The past year I was involved with Freaks of the Beat, a group that upholds the truest Hip-hop principles at Penn. Already having background in bboying and knowledge on the culture, I was eager to train with like-minded, enthusiastic, KRS-ONE-sampling individuals. And I did meet those individuals. Caveat lector – one troubling thing I noticed was the way the oldheads were teaching the new gens. They seemed consumed with lecturing the self-righteous doctrine of musicality; that hitting the beat triumphs over all other dance aspects. As a result, we were terribly weak. Complacent with just rudimentary skills and sloppy technicals, we would get destroyed at competitions. Moreover, it is my personal belief that Frosty Freeze, bless his chair-stabbing soul in heaven, would be ashamed at our group’s attitude.

This is the attitude that I believe is infesting a lot of churches. There are misconceptions in varying degrees, but the general misconception is of God’s unconditional love. I know this very much contradicts an entry I posted earlier. That no matter who we are, no matter how great our sin, God forgives…which is true. Caveat lector – His grace is not a universal blanket of acceptance.

Then how is it unconditional? Well, God is not a frail grandmother that indulges kids but is too weak to demand obedience and discipline (John 14:21-23). His love is unconditional in the sense that there are no tricks. The devil tempts and deceives, using our fleshly weakness to exploit and surrender blessings to sin. But God’s word unmistakably shows we are saved by *unconditional love through the *unconditional, complete sacrifice of His Son (Romans 8:32). For that reason, we must CHASE the Son without reservation to lay down our lives, sacrifice everything, lest we stand in God’s presence with heavy hearts. If His love were as free as everyone thought, why would we need Jesus? Why would we need God?

I see that with my class at church we are not becoming Godly men, but rather kids who act nice when we have to. God’s way is too hard for us. We’ll start cursing right when we leave the church parking lot. We’ll touch our girlfriends however we like. We’ll lie to our parents because it’s easy, silly mainlanders. Analogous to the weakness of a lousy 6-step, our church class is a weak body from shrugging off scripture, weak from passion run dry, weak from a delusion of God not being jealous for our hearts, not wrathful for our sin.
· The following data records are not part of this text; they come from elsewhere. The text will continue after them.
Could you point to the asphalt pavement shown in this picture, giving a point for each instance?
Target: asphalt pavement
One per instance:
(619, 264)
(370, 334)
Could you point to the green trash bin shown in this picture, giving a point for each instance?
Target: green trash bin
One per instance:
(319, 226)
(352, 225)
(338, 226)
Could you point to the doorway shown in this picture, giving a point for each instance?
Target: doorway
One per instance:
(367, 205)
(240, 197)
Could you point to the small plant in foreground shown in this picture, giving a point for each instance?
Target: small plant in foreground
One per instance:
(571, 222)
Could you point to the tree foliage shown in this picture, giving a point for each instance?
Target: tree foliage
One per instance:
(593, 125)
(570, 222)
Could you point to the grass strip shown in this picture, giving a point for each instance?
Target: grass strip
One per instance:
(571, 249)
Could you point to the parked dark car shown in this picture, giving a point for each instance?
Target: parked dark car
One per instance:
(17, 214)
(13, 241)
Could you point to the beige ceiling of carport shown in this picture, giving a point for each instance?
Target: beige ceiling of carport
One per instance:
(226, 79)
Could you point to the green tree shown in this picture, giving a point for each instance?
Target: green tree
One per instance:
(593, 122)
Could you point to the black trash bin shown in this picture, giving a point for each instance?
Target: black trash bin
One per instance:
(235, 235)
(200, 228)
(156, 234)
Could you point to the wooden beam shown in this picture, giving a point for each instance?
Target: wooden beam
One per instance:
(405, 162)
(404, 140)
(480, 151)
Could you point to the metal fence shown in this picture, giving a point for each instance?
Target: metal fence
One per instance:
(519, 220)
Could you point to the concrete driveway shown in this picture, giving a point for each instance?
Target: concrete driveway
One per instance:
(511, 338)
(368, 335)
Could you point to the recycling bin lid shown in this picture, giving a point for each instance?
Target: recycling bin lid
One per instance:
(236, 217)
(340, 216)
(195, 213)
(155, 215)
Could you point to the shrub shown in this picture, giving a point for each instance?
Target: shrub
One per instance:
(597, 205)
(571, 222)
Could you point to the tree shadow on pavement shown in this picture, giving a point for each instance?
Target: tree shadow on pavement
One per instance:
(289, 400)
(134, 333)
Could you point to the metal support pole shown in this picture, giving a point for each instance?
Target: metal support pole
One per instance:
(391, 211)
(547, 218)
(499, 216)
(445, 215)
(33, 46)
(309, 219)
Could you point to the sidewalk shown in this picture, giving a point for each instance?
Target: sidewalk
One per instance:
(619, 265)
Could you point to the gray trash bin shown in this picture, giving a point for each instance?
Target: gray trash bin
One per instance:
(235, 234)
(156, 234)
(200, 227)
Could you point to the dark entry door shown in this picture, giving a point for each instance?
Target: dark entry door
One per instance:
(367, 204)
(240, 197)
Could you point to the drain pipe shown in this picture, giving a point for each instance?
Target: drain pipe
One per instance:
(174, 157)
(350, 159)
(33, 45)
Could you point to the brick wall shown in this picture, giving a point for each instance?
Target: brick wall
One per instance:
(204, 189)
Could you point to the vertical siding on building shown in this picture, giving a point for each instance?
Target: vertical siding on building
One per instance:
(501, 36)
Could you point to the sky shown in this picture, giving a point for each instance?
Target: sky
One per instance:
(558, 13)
“Nahh trick chillax, God’s coo’ wit it. Jesus saved us, ya dig?” This is cheap grace. Just like hitting beats is just cheap hype. A chimpanzee handcuffed to a chair submerged in a tub of lard could hit beats. To explain in a way I understand, God doesn’t just beatride everything with footwork-pose-downrock-pose to follow “oldschool rules.” That’s Mighty Zulu Kings crap, and no one likes them HEHE. He is not made holy by nonchalantly beatriding both the righteous and the wicked. Instead, He is Judger of all things time-space and His timing devastates with perfect care and purpose. A (slightly) more accurate gauge of God’s holiness would be a double loser flip into a reverse elbowchair, spinning and inverted with both His mighty hands behind his back scratching His own mix of the Jackson 5’s Pumpin’ Jumpin’ (you all know that part – babadabadadum DA!DA!DA!) He is perfect. He won’t completely burn you, smoke you, wipe the floor with your eyelids like you deserve, but will reveal to you THE WAY AND THE TRUTH.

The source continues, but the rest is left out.